Lab 4: Filesystem -- General Framework and Concepts

Credit: The material for this lab is inspired by and derived from Prof. Rosenblum's former CS-110 course at Stanford.

Outline of this document

  1. Background and Objectives
  2. General Description
  3. Basic Data Structures
  4. Work Organization
  5. Final Advice

Background and Objectives

The goal of this lab assignment, which will span two weeks, is to give you hands-on practice in C with the inner mechanisms of a file system. It is inspired by the “UNIX Version 6” system from the 70s; of course in a simplified version. The idea is to have you develop, by step by step following a given specification, a simplified version of some of the concepts presented in the file systems lecture. Furthermore, file systems in general, and UNIX v6 in particular, are a very good example of modular, layered design.

As you have seen, the primary purpose of a file system is to provide the “file“ and “directory“ abstractions on top of a disk’s structure. It is organized by layers (or “modules“): physical disk, sectors, partitions, inodes, directories. A fundamental principle, that you must keep firmly in mind throughout the implementation, is that a layer depends only on the layer directly below it. There is only one exception to this rule: the inode layer can access the sector layer directly; this is for practical reasons (this is also how traditional filesystems work).

We will therefore begin by describing the different layers of a UNIX v6 filesystem, and then describe the inode data structure that you will need to implement.

General Description

The UNIX v6 file system consists of four distinct, successive levels of abstraction (in the sense that a higher level interacts exclusively with the level directly below it):

  • sectors: writing/reading data to the disk;
  • partitions: organization of the data on the disk;
  • inodes: logical organization of the files;
  • directories: hierarchical grouping of the files from the user’s perspective.

This clear separation into layers means, for example, that nothing other than sectors will be written to disk (an inode will never be written directly to disk).

Each layer will be described in its own .h file(s) and managed by the corresponding .c file(s). We provide the complete .h files. You will need to read them and complete the corresponding .c files (partially provided).

The “sector” or “block” layer

The lowest layer is the “sector access” layer, a.k.a. the “block access” layer, which we will refer to hereafter as the “sector layer”.

One of the distinctive features of disks from the 70s is their 512-byte block access.
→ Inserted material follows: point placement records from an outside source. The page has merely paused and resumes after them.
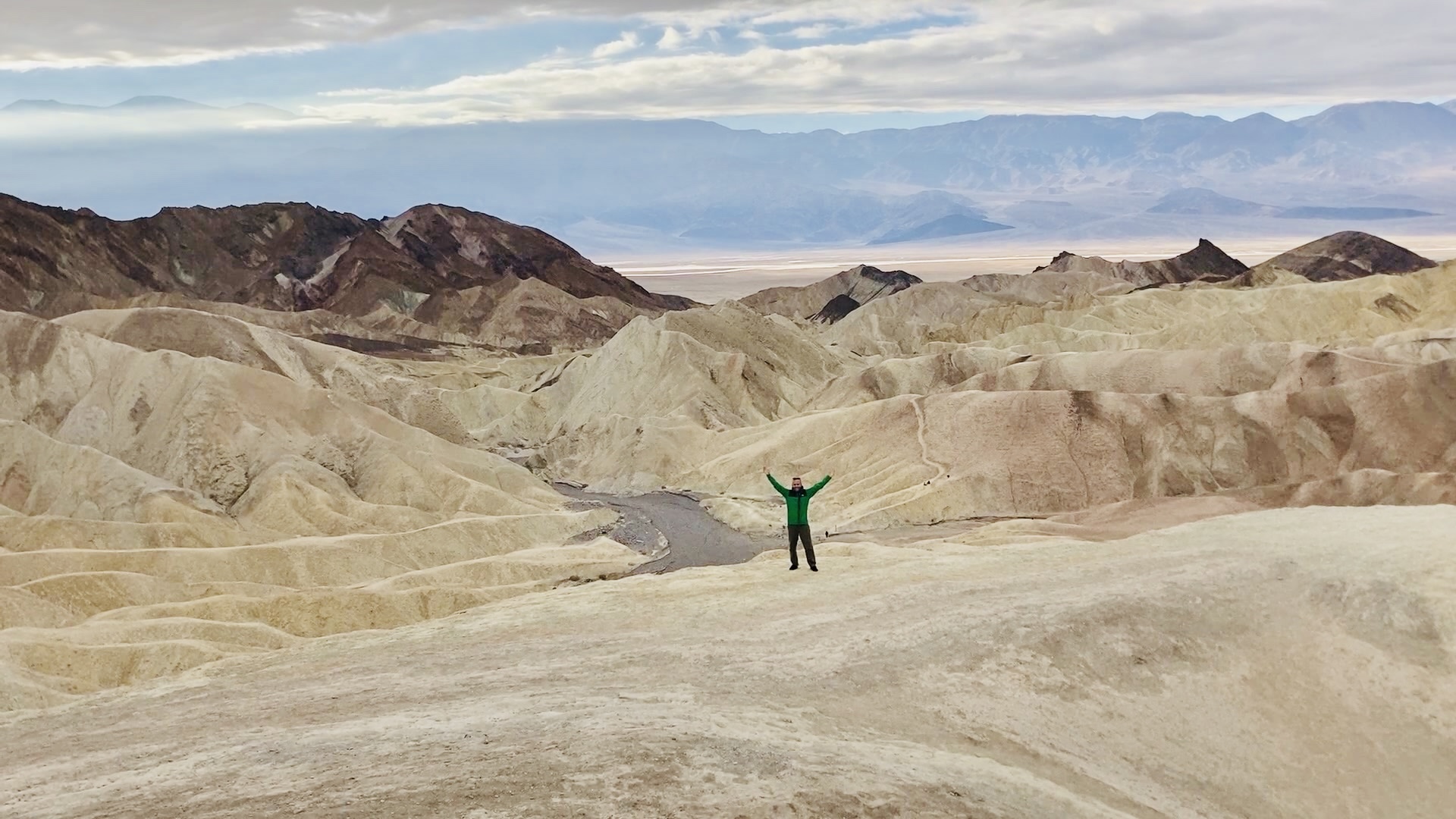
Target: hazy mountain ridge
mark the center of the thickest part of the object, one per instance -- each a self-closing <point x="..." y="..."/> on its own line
<point x="637" y="183"/>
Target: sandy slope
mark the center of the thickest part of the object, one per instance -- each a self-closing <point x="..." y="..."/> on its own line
<point x="1095" y="557"/>
<point x="1282" y="664"/>
<point x="178" y="509"/>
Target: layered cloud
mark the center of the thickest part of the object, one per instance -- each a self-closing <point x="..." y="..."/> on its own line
<point x="704" y="58"/>
<point x="66" y="34"/>
<point x="1001" y="55"/>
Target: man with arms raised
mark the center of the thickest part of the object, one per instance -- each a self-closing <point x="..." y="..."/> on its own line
<point x="797" y="499"/>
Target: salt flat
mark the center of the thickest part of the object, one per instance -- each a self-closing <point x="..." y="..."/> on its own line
<point x="711" y="276"/>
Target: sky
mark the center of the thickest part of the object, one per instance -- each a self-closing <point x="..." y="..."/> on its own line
<point x="845" y="64"/>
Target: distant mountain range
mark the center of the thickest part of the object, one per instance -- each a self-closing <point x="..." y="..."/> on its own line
<point x="632" y="186"/>
<point x="1201" y="202"/>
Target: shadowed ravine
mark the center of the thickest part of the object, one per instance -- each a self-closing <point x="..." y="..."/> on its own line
<point x="677" y="522"/>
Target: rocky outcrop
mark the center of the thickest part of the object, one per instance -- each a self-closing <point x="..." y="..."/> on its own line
<point x="1345" y="256"/>
<point x="1204" y="262"/>
<point x="861" y="283"/>
<point x="290" y="257"/>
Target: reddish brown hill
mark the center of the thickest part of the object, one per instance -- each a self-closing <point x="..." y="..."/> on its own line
<point x="284" y="257"/>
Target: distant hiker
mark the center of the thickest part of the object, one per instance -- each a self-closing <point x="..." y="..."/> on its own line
<point x="799" y="502"/>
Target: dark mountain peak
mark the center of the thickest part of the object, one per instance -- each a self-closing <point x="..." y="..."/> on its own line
<point x="896" y="279"/>
<point x="1346" y="256"/>
<point x="1204" y="262"/>
<point x="158" y="102"/>
<point x="835" y="309"/>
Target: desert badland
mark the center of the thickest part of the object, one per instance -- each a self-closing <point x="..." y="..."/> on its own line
<point x="280" y="529"/>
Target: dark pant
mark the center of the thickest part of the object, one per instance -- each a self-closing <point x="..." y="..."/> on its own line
<point x="800" y="532"/>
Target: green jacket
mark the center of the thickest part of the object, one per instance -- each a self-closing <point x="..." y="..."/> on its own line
<point x="799" y="504"/>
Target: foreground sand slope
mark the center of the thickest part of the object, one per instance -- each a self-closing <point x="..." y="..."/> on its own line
<point x="165" y="510"/>
<point x="1277" y="664"/>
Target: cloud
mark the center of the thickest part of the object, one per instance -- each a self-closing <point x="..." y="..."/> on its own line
<point x="1012" y="55"/>
<point x="817" y="31"/>
<point x="628" y="41"/>
<point x="166" y="33"/>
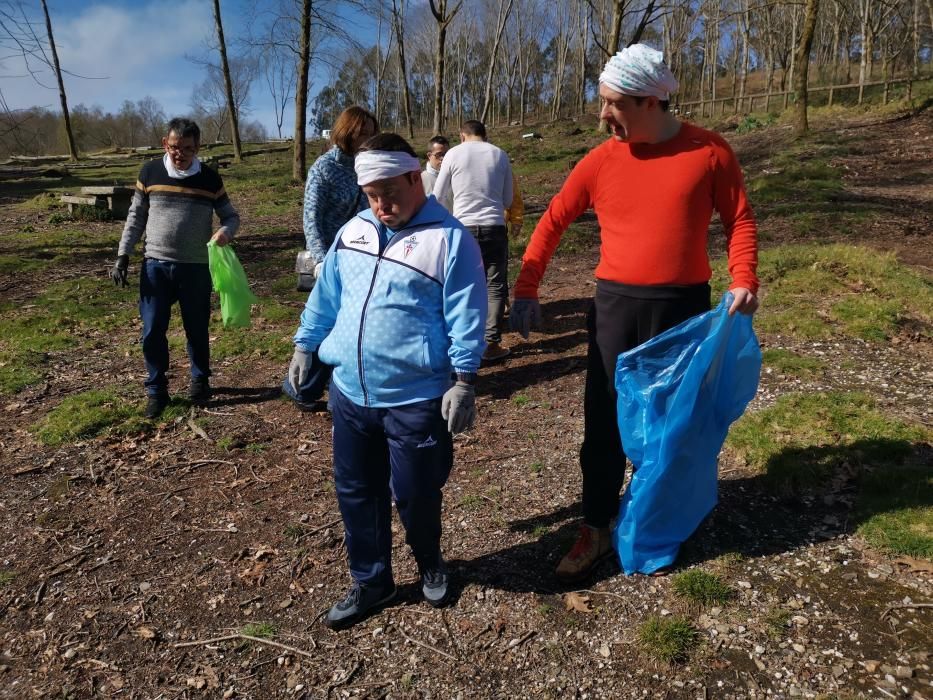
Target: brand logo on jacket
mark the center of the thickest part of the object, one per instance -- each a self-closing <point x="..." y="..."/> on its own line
<point x="410" y="244"/>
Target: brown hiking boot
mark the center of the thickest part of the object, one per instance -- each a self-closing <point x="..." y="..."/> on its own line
<point x="495" y="351"/>
<point x="592" y="546"/>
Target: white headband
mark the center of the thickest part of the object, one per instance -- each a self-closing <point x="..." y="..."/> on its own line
<point x="381" y="165"/>
<point x="639" y="71"/>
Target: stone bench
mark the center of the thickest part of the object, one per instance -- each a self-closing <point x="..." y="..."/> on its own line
<point x="116" y="198"/>
<point x="74" y="200"/>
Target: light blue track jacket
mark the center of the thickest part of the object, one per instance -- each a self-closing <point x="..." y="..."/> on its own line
<point x="397" y="312"/>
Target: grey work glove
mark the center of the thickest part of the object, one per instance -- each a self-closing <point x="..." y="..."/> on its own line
<point x="300" y="367"/>
<point x="120" y="267"/>
<point x="525" y="314"/>
<point x="458" y="407"/>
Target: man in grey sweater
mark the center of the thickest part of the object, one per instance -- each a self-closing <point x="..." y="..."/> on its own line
<point x="174" y="205"/>
<point x="479" y="177"/>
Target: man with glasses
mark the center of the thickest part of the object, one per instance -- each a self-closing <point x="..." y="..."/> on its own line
<point x="437" y="149"/>
<point x="174" y="205"/>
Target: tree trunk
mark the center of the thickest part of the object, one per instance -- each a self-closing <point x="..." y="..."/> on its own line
<point x="612" y="47"/>
<point x="501" y="18"/>
<point x="398" y="10"/>
<point x="803" y="66"/>
<point x="444" y="19"/>
<point x="228" y="86"/>
<point x="72" y="149"/>
<point x="299" y="162"/>
<point x="584" y="31"/>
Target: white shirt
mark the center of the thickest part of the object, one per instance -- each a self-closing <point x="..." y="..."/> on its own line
<point x="428" y="178"/>
<point x="480" y="177"/>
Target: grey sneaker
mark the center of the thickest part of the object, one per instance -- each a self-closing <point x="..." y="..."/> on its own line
<point x="155" y="405"/>
<point x="199" y="391"/>
<point x="435" y="585"/>
<point x="359" y="603"/>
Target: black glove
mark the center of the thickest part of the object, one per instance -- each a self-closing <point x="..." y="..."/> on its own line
<point x="524" y="315"/>
<point x="458" y="407"/>
<point x="300" y="367"/>
<point x="118" y="273"/>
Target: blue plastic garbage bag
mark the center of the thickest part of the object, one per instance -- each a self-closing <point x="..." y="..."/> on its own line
<point x="677" y="395"/>
<point x="310" y="392"/>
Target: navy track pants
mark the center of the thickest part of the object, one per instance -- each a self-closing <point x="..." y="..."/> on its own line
<point x="403" y="452"/>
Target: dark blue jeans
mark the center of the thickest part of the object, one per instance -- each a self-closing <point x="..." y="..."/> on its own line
<point x="161" y="284"/>
<point x="494" y="246"/>
<point x="403" y="452"/>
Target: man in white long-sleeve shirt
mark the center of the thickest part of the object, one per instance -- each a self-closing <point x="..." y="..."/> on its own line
<point x="479" y="177"/>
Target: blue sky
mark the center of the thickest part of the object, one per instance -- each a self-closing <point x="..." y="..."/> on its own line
<point x="134" y="48"/>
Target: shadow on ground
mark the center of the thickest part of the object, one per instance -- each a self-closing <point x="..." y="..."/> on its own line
<point x="749" y="520"/>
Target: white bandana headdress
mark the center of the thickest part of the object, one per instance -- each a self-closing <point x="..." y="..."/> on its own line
<point x="381" y="165"/>
<point x="639" y="71"/>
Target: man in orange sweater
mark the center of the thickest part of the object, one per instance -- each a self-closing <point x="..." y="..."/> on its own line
<point x="653" y="185"/>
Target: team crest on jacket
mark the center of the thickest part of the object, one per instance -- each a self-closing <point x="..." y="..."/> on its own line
<point x="410" y="244"/>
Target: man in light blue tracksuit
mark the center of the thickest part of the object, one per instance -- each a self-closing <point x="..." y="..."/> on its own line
<point x="399" y="311"/>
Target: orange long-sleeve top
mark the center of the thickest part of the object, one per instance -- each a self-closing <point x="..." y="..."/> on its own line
<point x="654" y="203"/>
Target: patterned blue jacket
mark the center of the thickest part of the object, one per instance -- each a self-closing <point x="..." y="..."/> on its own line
<point x="397" y="312"/>
<point x="332" y="197"/>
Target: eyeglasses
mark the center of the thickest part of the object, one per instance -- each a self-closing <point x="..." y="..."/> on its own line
<point x="185" y="151"/>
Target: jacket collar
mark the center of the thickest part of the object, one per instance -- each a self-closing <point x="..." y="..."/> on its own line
<point x="341" y="157"/>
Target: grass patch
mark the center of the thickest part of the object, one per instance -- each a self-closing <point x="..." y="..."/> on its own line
<point x="249" y="342"/>
<point x="66" y="315"/>
<point x="263" y="630"/>
<point x="790" y="363"/>
<point x="819" y="292"/>
<point x="701" y="588"/>
<point x="471" y="501"/>
<point x="801" y="440"/>
<point x="776" y="622"/>
<point x="275" y="311"/>
<point x="895" y="507"/>
<point x="84" y="415"/>
<point x="668" y="639"/>
<point x="796" y="175"/>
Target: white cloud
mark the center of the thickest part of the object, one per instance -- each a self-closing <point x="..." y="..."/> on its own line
<point x="135" y="51"/>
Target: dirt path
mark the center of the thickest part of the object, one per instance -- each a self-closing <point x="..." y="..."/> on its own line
<point x="124" y="548"/>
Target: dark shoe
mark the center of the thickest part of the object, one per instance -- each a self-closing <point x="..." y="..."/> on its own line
<point x="434" y="585"/>
<point x="494" y="352"/>
<point x="360" y="603"/>
<point x="155" y="405"/>
<point x="199" y="391"/>
<point x="592" y="546"/>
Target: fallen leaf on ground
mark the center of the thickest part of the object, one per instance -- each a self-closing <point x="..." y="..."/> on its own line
<point x="575" y="601"/>
<point x="915" y="564"/>
<point x="254" y="574"/>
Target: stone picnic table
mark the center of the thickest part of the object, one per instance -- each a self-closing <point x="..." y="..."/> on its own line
<point x="116" y="198"/>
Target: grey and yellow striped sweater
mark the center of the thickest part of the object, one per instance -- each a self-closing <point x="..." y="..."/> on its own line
<point x="176" y="215"/>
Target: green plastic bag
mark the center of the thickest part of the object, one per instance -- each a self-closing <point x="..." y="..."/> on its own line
<point x="230" y="283"/>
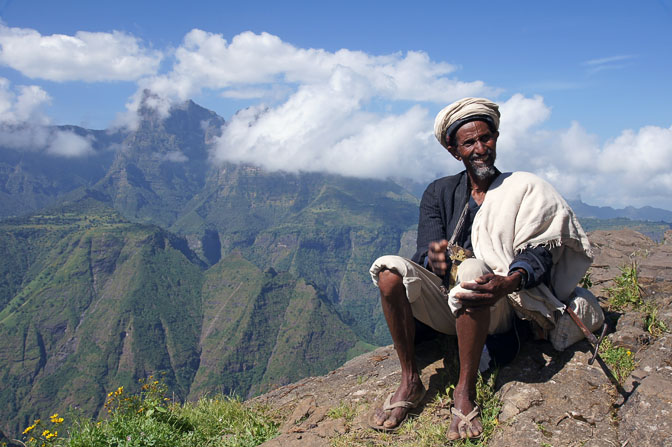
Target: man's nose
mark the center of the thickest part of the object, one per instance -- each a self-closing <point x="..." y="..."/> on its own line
<point x="480" y="147"/>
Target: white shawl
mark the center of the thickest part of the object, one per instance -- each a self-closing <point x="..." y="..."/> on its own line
<point x="521" y="210"/>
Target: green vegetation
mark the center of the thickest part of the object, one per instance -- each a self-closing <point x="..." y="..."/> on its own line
<point x="149" y="418"/>
<point x="424" y="430"/>
<point x="619" y="359"/>
<point x="626" y="291"/>
<point x="627" y="294"/>
<point x="97" y="300"/>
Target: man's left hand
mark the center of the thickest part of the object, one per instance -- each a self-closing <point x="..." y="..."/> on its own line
<point x="488" y="289"/>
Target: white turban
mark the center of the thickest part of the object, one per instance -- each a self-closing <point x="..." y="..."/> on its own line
<point x="459" y="111"/>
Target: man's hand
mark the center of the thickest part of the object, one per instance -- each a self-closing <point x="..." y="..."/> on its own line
<point x="437" y="257"/>
<point x="488" y="289"/>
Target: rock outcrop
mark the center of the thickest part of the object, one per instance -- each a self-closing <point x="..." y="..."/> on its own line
<point x="548" y="398"/>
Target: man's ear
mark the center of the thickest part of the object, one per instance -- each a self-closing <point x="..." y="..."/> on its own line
<point x="453" y="152"/>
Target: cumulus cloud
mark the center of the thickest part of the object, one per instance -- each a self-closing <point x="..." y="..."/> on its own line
<point x="631" y="169"/>
<point x="23" y="124"/>
<point x="86" y="56"/>
<point x="69" y="144"/>
<point x="207" y="60"/>
<point x="22" y="104"/>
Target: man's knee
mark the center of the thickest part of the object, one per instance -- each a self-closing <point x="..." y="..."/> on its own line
<point x="389" y="282"/>
<point x="471" y="269"/>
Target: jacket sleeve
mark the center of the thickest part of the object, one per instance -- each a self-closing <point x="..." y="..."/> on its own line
<point x="537" y="263"/>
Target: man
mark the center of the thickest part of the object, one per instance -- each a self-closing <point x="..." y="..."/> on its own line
<point x="530" y="252"/>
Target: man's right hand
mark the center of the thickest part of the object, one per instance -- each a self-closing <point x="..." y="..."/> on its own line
<point x="437" y="257"/>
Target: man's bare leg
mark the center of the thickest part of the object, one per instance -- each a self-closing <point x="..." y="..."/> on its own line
<point x="399" y="317"/>
<point x="472" y="329"/>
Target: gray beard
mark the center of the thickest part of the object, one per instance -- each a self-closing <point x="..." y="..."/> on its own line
<point x="485" y="172"/>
This size became (and remained) a standard in IDE, ATA, and SCSI disks: a sector is 512 bytes in size (even though our disks are now much, much larger than they were back then).

In a UNIX v6 file system, a disk can never be larger than 32 MiB (i.e., a maximum of 216 sectors). A sector can therefore be uniquely identified by a 16-bit positive integer (uint16_t).

The “partition“ or “mount“ layer

The second layer is the “partitioning layer”, a.k.a. the “mount layer”.

This layer is responsible for describing, at the disk level itself, the disk’s configuration and organization (order and role of sectors), such as specifying the size and position of various data structures on the disk, including inodes, data, etc. (more details to follow).

The information of the mount layer is stored in the first two sectors of the disk. The first sector is called the “boot sector” (it does not contain much information). The second sector is called the “superblock” (where we see that the terminology “block” happily mixes with the terminology “sector”!). This is where all the key parameters of the file system are stored.

The “inode“ or “file content“ layer

Tip: Make a sketch or two as you read this section.

The third layer is the “inode layer”, a.k.a. the “file layer”, but which actually only handles the content of the files (and not their name nor path (hierarchical position)).

The UNIX v6 file system effectively separates file names (which are stored in directories, the next layer) from their contents. The latter is stored on disk using data structures called “inodes.”

Each file is indexed by exactly one inode.

Each inode is identified by a number. In the UNIX v6 file system, this number is represented by 16 bits (uint16_t); this means there cannot be more than 216 different files on the disk (which is not a limitation in this assignment, given the 32 MiB size limit for disks).

Each inode is a 32-byte data structure. Since sectors are 512 bytes, we can store up to 16 inodes per sector.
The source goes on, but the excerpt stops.